Het hof overweegt het volgende.
3.7.1.
Op grond van artikel 1:254 van het Burgerlijk Wetboek (BW) kan de rechter een minderjarige die zodanig opgroeit, dat zijn zedelijke of geestelijke belangen of zijn gezondheid ernstig worden bedreigd, en andere middelen ter afwending van deze bedreiging hebben gefaald of, naar is te voorzien, zullen falen, onder toezicht stellen.
3.7.2.
Op grond van artikel 1:261 lid 1 van het BW kan de rechter een machtiging verlenen om een minderjarige uit huis te plaatsen, indien dit noodzakelijk is in het belang van de verzorging en opvoeding van de minderjarige of tot onderzoek van diens geestelijke of lichamelijke gesteldheid.
3.7.3.
Evenals de rechtbank is het hof van oordeel dat voldaan is aan de wettelijke vereisten van zowel artikel 1:254 BW als van artikel 1:261 BW en overweegt daartoe het volgende.
3.7.4.
Uit de stukken en het verhandelde ter zitting is het hof gebleken dat [dochter] en [zoon] kwetsbare kinderen zijn met forse kindeigen problematiek. Beide kinderen vertonen zowel op school als in de thuissituatie bij de moeder ernstige gedragsproblemen, waarbij sprake is van veelvuldige en heftige driftbuien. [zoon] kan zich zeer agressief gedragen en de kinderen reageren negatief versterkend op elkaar, waardoor het naar het oordeel van het hof voor de moeder te zwaar is om hen zonder de geïndiceerde hulpverlening zelfstandig in de thuissituatie op te kunnen voeden. Dit wordt in feite door de moeder ter zitting bevestigd door aan te geven dat zij de zorg over [zoon] niet meer zelfstandig aan kan vanwege zijn agressieve gedrag en hij momenteel middels een crisisplaatsing bij de Mutsaertstichting verblijft.
3.7.5.
De voornoemde kindeigen problematiek van zowel [dochter] als [zoon] vergen veel vaardigheden van de opvoedende ouder en de moeder beschikt, blijkens de voorhanden gegevens, tot op heden nog niet over voldoende pedagogische vaardigheden.
De moeder heeft weliswaar gesteld dat zij de nodige vrijwillige hulpverlening voor de kinderen accepteert, echter de uitlatingen van de moeder ter zitting en haar wisselende visie ten aanzien van gezinsbehandeling door de KPG geven het hof een ander beeld.
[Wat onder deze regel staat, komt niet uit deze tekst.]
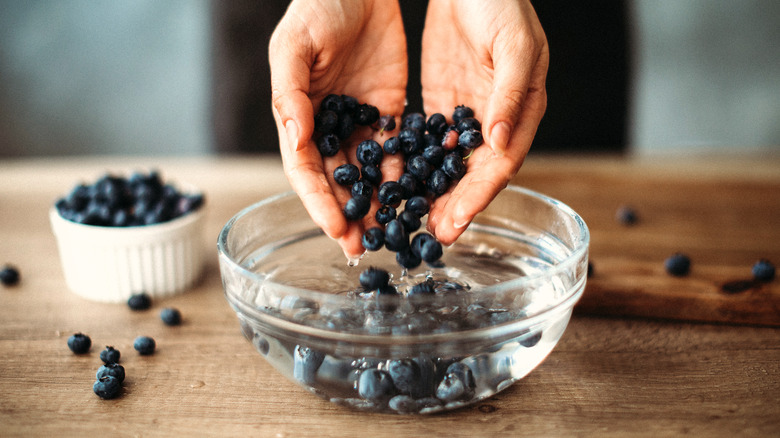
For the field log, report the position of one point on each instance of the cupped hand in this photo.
(493, 57)
(351, 47)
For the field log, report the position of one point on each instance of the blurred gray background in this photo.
(147, 77)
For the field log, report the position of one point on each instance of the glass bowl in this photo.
(504, 296)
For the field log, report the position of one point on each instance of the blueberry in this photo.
(144, 345)
(461, 112)
(9, 275)
(356, 208)
(109, 355)
(79, 343)
(396, 237)
(390, 193)
(375, 385)
(371, 174)
(111, 369)
(369, 153)
(306, 362)
(373, 278)
(470, 139)
(346, 174)
(328, 145)
(453, 166)
(418, 205)
(436, 124)
(763, 271)
(385, 214)
(170, 316)
(139, 301)
(392, 145)
(678, 265)
(107, 387)
(362, 188)
(373, 239)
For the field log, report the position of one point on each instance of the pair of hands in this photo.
(489, 55)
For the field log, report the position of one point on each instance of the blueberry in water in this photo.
(678, 265)
(385, 214)
(461, 112)
(306, 362)
(373, 278)
(763, 271)
(328, 145)
(346, 174)
(139, 301)
(390, 193)
(109, 355)
(369, 153)
(436, 124)
(79, 343)
(107, 387)
(144, 345)
(9, 275)
(392, 145)
(170, 316)
(356, 208)
(372, 174)
(111, 369)
(418, 205)
(373, 239)
(375, 385)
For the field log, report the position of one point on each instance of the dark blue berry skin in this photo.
(306, 362)
(419, 167)
(410, 221)
(392, 145)
(328, 145)
(362, 188)
(470, 139)
(111, 369)
(438, 182)
(356, 208)
(372, 174)
(763, 271)
(385, 214)
(436, 124)
(373, 278)
(107, 387)
(79, 343)
(144, 345)
(9, 276)
(369, 153)
(678, 265)
(407, 259)
(346, 174)
(390, 193)
(396, 237)
(139, 301)
(170, 316)
(418, 205)
(375, 385)
(373, 239)
(461, 112)
(110, 355)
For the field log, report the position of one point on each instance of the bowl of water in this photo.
(503, 296)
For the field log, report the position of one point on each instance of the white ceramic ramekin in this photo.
(110, 264)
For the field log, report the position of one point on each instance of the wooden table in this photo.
(621, 369)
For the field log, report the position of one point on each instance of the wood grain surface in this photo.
(644, 354)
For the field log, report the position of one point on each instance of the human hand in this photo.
(352, 47)
(493, 57)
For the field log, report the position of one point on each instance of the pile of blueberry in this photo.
(115, 201)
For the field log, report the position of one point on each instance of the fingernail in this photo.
(292, 135)
(499, 137)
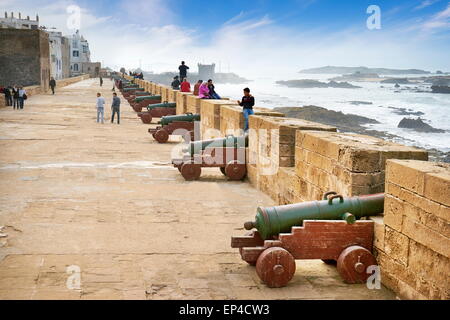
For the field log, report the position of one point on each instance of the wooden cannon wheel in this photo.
(275, 267)
(353, 262)
(147, 118)
(191, 171)
(162, 136)
(235, 170)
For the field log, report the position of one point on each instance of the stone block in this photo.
(193, 104)
(396, 245)
(426, 236)
(357, 153)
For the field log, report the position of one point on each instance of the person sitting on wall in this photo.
(212, 93)
(185, 86)
(52, 84)
(22, 96)
(247, 102)
(176, 83)
(8, 96)
(183, 70)
(203, 91)
(197, 87)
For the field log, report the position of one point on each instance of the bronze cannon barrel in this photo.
(271, 221)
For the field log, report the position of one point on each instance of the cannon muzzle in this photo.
(189, 117)
(228, 142)
(161, 105)
(271, 221)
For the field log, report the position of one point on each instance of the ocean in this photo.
(436, 107)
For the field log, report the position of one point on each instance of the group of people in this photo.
(15, 96)
(137, 75)
(206, 90)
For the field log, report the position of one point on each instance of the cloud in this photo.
(150, 12)
(439, 21)
(252, 45)
(425, 4)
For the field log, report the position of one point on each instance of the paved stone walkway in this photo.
(101, 204)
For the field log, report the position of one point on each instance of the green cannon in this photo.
(189, 117)
(271, 221)
(130, 86)
(230, 141)
(147, 97)
(133, 89)
(161, 105)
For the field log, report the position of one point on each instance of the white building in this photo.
(19, 23)
(79, 53)
(55, 55)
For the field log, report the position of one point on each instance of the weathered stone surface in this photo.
(181, 101)
(357, 153)
(211, 117)
(193, 104)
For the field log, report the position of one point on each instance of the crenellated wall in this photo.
(414, 241)
(294, 160)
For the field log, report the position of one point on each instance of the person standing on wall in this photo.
(183, 70)
(176, 83)
(8, 96)
(248, 101)
(22, 97)
(185, 86)
(203, 92)
(15, 96)
(197, 87)
(100, 108)
(115, 108)
(212, 92)
(52, 84)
Bovendien acht het hof het vooralsnog te voorbarig om vooruit te lopen op de resultaten van de door de moeder geïnitieerde onderzoeken naar de kinderen.
Het hof acht het in het belang van de kinderen dat de moeder zich actief inspant om haar pedagogisch handelen ter discussie te stellen en in samenwerking en samenspraak met hulpverlening díe vaardigheden aan te leren die voor de opvoeding van deze kinderen noodzakelijk zijn.
Zolang de moeder nog geen verandering in haar houding laat zien en zich ambivalent blijft opstellen jegens de stichting, is het hof van oordeel dat de kinderbeschermingsmaatregelen ten aanzien van beide kinderen in het belang van hun verzorging en opvoeding in stand dienen te blijven.
3.8.
Het voorgaande leidt ertoe dat de bestreden beschikkingen dienen te worden bekrachtigd.
4. De beslissing
Het hof:
bekrachtigt de beschikkingen van de rechtbank Roermond van 8 september 2010;
verzoekt de griffier krachtens het bepaalde in het Besluit Gezagsregisters een afschrift van deze uitspraak toe te zenden aan de griffier van de rechtbank Roermond en rechtbank Haarlem;
wijst af het meer of anders verzochte.
Deze beschikking is gegeven door mrs. Brants, Lamers en Keizer en in het openbaar uitgesproken op 22 februari 2011.